As shown in Figure 6, the effects of different groups of drug interventions on the survival of LLC model mice. In the first 8 days, the mice in each group grew normally and were active. On the 9th day, the mice in the control group began to "die", and on the 18th day, there was only one mouse left in the control group. The "death" rate exceeded 85%, and the experiment was terminated. At this time, there were 5 mice remaining in the sotolacib group and 4 mice remaining in the artesunate group. There were 7 mice remaining in the metinib group and the artesunate + metinib group. The above results indicate that artesunate and metinib have inhibitory effects on mouse tumors. After the combination of the two drugs, the inhibitory effect is significant, and compared with the sotolacib group, the metinib and double-drug combination group more significantly inhibited tumor growth, and the mouse OS time was the longest.

Combined with the above experiments, it can be seen that although artesunate and trametinib alone have inhibitory effects on KRAS G12C lung adenocarcinoma cells, the therapeutic effect is poor. If the two are used in combination, they not only have a tumor-suppressing effect, but also have a more significant inhibitory effect compared with the targeted drug AMG510. In addition, the combined use of the two drugs can make up for the cytotoxicity and drug resistance caused by long-term use of trametinib alone.

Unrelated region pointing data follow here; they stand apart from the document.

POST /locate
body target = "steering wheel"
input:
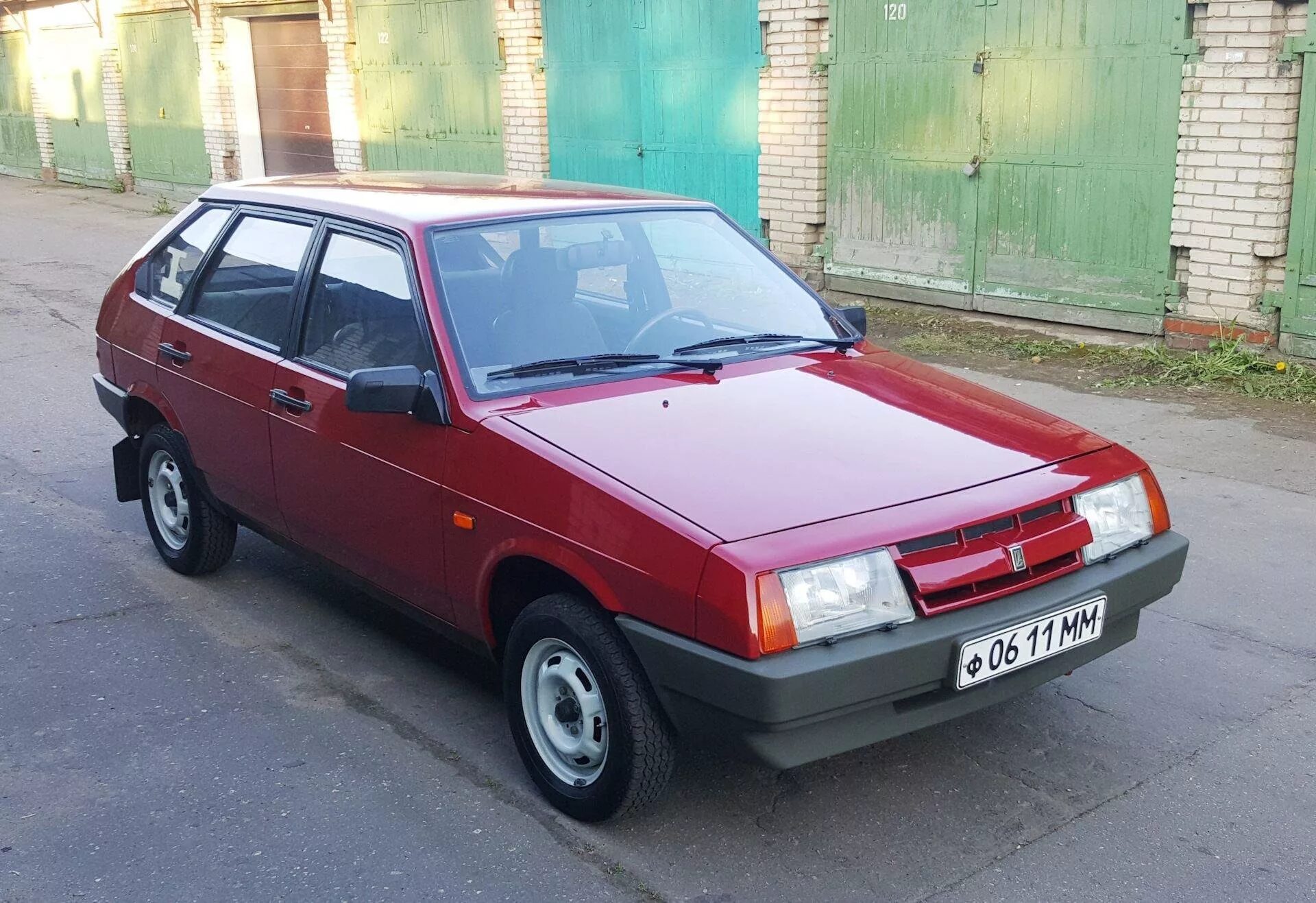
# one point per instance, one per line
(662, 316)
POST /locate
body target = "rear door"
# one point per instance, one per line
(362, 490)
(217, 356)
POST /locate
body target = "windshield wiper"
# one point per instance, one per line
(764, 337)
(596, 362)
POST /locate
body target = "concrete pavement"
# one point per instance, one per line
(266, 732)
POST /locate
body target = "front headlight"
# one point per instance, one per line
(1119, 514)
(832, 598)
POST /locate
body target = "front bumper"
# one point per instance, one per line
(806, 705)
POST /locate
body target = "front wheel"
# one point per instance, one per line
(191, 535)
(582, 712)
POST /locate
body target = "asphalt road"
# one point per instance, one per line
(267, 734)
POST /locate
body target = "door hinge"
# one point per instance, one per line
(824, 250)
(1276, 302)
(1186, 48)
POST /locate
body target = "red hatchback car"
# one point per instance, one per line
(607, 439)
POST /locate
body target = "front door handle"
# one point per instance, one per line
(289, 402)
(177, 353)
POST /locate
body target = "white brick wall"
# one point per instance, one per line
(336, 31)
(792, 130)
(116, 112)
(219, 117)
(526, 114)
(1237, 144)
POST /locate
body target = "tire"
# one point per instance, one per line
(639, 741)
(191, 535)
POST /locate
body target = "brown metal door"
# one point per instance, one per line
(290, 62)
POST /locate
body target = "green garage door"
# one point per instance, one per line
(70, 80)
(657, 94)
(164, 99)
(19, 152)
(1298, 306)
(429, 82)
(1010, 156)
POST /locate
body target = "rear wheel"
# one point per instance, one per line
(582, 712)
(191, 535)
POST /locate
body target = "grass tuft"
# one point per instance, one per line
(1228, 366)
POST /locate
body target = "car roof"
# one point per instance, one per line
(417, 199)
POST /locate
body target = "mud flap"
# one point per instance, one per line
(128, 486)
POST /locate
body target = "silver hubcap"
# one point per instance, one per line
(169, 499)
(563, 711)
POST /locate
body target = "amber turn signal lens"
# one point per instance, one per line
(1156, 501)
(775, 625)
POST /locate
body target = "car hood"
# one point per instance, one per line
(755, 453)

The above experimental results provide a theoretical basis for the use of the pharmaceutical combination of artesunate and trametinib in the clinical treatment of KRAS G12C mutation in non-small cell lung cancer, and have broad application prospects in the field of medicine.

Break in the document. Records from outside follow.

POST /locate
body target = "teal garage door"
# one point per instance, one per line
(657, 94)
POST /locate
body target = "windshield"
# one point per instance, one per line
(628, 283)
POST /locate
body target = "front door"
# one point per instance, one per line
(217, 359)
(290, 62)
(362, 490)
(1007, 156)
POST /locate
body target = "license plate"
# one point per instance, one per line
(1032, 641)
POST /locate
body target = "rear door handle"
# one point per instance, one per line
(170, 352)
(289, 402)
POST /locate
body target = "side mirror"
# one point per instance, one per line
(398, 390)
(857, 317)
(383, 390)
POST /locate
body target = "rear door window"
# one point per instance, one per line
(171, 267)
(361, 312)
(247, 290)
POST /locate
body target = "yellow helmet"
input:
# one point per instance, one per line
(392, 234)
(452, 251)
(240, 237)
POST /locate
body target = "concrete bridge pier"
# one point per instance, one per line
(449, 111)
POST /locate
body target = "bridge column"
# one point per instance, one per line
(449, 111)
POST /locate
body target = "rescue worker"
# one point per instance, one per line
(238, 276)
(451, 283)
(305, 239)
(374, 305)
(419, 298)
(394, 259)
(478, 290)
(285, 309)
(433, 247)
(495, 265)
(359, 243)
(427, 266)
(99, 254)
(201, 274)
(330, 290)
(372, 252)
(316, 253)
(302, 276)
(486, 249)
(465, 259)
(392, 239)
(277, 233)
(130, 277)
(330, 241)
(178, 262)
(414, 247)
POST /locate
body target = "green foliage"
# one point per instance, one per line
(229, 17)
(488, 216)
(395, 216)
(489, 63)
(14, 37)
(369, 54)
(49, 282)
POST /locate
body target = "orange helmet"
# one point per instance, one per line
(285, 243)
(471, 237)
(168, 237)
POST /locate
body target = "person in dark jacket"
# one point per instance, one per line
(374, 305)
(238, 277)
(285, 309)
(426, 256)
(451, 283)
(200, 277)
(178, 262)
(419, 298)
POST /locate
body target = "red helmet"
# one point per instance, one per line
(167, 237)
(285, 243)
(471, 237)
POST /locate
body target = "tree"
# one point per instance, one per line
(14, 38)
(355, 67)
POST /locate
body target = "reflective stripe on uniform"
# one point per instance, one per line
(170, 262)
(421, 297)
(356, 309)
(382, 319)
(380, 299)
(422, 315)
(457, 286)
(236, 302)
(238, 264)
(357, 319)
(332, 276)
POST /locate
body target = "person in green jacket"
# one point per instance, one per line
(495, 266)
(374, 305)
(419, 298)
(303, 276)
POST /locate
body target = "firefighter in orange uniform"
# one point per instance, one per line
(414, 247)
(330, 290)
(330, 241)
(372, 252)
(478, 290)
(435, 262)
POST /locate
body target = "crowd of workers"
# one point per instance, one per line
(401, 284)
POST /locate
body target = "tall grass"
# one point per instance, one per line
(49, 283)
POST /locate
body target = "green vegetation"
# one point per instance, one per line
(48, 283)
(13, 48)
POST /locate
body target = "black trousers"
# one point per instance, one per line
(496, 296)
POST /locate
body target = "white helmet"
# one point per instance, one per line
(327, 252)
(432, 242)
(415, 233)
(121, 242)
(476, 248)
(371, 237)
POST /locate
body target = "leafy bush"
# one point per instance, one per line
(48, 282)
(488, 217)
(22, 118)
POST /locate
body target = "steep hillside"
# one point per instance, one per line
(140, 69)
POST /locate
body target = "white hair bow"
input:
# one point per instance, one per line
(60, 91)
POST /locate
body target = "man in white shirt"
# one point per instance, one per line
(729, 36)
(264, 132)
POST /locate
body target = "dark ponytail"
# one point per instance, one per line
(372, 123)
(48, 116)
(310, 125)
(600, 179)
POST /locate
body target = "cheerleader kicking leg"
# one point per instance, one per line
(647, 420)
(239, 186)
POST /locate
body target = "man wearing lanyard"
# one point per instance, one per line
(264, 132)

The above description is only a preferred embodiment of the present invention. It should be pointed out that for ordinary technicians in this technical field, several modifications or equivalent substitutions can be made to the technical solution without departing from the principle of the present invention. These modifications or equivalent substitutions should also be regarded as the protection scope of the present invention.

Claims (7)

1. A pharmaceutical composition for treating KRAS G12C mutation in non-small cell lung cancer, characterized in that the pharmaceutical composition comprises trametinib and artesunate. 2. The pharmaceutical composition according to claim 1, wherein the mass ratio of trametinib to artesunate is 1:100. 3. Use of the pharmaceutical composition according to claim 1 in the preparation of a drug for treating KRAS G12C mutation in non-small cell lung cancer. 4. The use of the pharmaceutical composition according to claim 3, characterized in that the medicine is made of the pharmaceutical composition and a pharmaceutically acceptable carrier. 5. The use of the pharmaceutical composition according to claim 4, characterized in that the pharmaceutically acceptable carrier is one or more of a sustained-release agent, a filler, a binder, a wetting agent, a disintegrant, an absorption promoter, an adsorption carrier, a surfactant or a lubricant. 6. The use of the pharmaceutical composition according to claim 3, characterized in that the drug is in the form of an injection, tablet, granule or capsule. 7. The use of the pharmaceutical composition according to claim 4, characterized in that the drug and the pharmaceutical composition have at least one of the following effects: (1) Inhibit the activity of lung cancer cells with KRAS G12C gene mutation; (2) Inhibit the proliferation of lung cancer cells with KRAS G12C gene mutation; (3) Inhibit the growth of lung cancer tumors with KRAS G12C gene mutation.